Nach Soleimani-Mord: USA entsenden Hunderte Soldaten der "Sofort-Einsatztruppe" in den Nahen Osten
Hunderte von US-amerikanischen Soldaten wurden am Samstag von der Basis Fort Bragg in North Carolina zusammengezogen, um die militärische Präsenz der USA im Nahen Osten zu stärken. Dort droht die Lage zu eskalieren, weil die USA den bedeutenden iranischen General Qassem Soleimani getötet haben.

Das Video, das vom US-Militär veröffentlicht wurde, zeigt Soldaten, die am Samstagmorgen Frachtflugzeuge mit Kampfgerät beladen und dann selbst mit ihren Waffen an Bord der Flugzeuge gehen.

Das US-Verteidigungsministerium schreibt zu der Verlegung: 

Dieser Einsatz ist eine Vorsichtsmaßnahme, um auf die erhöhte Bedrohung von US-Personal und Einrichtungen zu reagieren.

Dazu zieht das Pentagon seine "Sofort-Einsatztruppe" heran, dessen Kern die sogenannte Teufel-Brigade bildet. 
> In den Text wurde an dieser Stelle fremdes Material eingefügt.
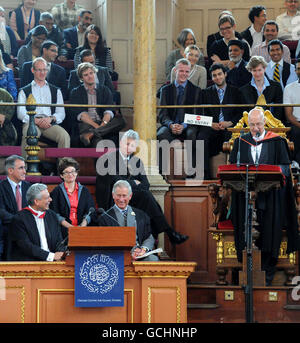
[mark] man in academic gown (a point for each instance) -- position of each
(275, 208)
(35, 232)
Einer der Piloten erklärte, dass er gerade Pläne für die Neujahrsfeier schmiedete, als er benachrichtigt wurde, dass er beim Beladen der Flugzeuge aushelfen solle. Mindestens 750 zusätzliche Soldaten wurden in das Gebiet entsandt. 3.000 weitere Soldaten sollen für ihren möglichen Einsatz in den kommenden Tagen bereitstehen.

Das US-Militär hatte am Freitag einen Drohnenangriff auf den hochrangigen iranischen General Qassem Soleimani verübt, der sich gerade am internationalen Flughafen von Bagdad befand. Die US-Regierung macht den Chef der iranischen Elite-Einheit für Auslandseinsätze, die Kuds-Brigaden, für Angriffe auf US-Truppen und amerikanische Verbündete verantwortlich und nannte den Angriff auf ihn eine präventive Maßnahme.
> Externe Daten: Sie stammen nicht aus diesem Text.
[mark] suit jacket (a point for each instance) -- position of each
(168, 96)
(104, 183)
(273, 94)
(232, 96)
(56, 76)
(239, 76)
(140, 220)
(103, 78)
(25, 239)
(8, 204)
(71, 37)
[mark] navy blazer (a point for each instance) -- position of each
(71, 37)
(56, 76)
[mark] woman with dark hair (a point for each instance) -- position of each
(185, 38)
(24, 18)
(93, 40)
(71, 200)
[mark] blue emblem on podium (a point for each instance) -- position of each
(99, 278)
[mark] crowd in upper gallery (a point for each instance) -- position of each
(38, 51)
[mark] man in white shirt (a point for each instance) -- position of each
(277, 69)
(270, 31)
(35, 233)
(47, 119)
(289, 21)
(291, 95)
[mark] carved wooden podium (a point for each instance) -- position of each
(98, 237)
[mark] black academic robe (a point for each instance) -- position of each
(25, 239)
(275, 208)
Der Iran hat Vergeltung geschworen. Auch der Irak verurteilte den Angriff aufs Schärfste. Das irakische Parlament hat in Reaktion darauf für eine Resolution gestimmt, laut der die Anti-IS-Koalition aufgelöst werden soll. Die im Land befindlichen US-Soldaten sollen demnach das Land verlassen. Trump drohte dem Irak mit heftigsten Sanktionen, sollte der Abzug nicht "einvernehmlich" ausgehandelt werden, denn die USA hätten dort Milliarden US-Dollar für Infrastruktur ausgeben, und der Irak müsse die Kosten ausgleichen. Dem Iran drohte Trump, dass 52 Ziele in dem Land angegriffen würden, sollte Teheran Racheaktionen starten. 

Er warnte:

Manche davon sind von sehr hohem Rang und sehr wichtig für den Iran und die iranische Kultur. Diese Ziele und der Iran selbst werden sehr schnell und sehr hart getroffen. Die USA wollen keine Drohungen mehr!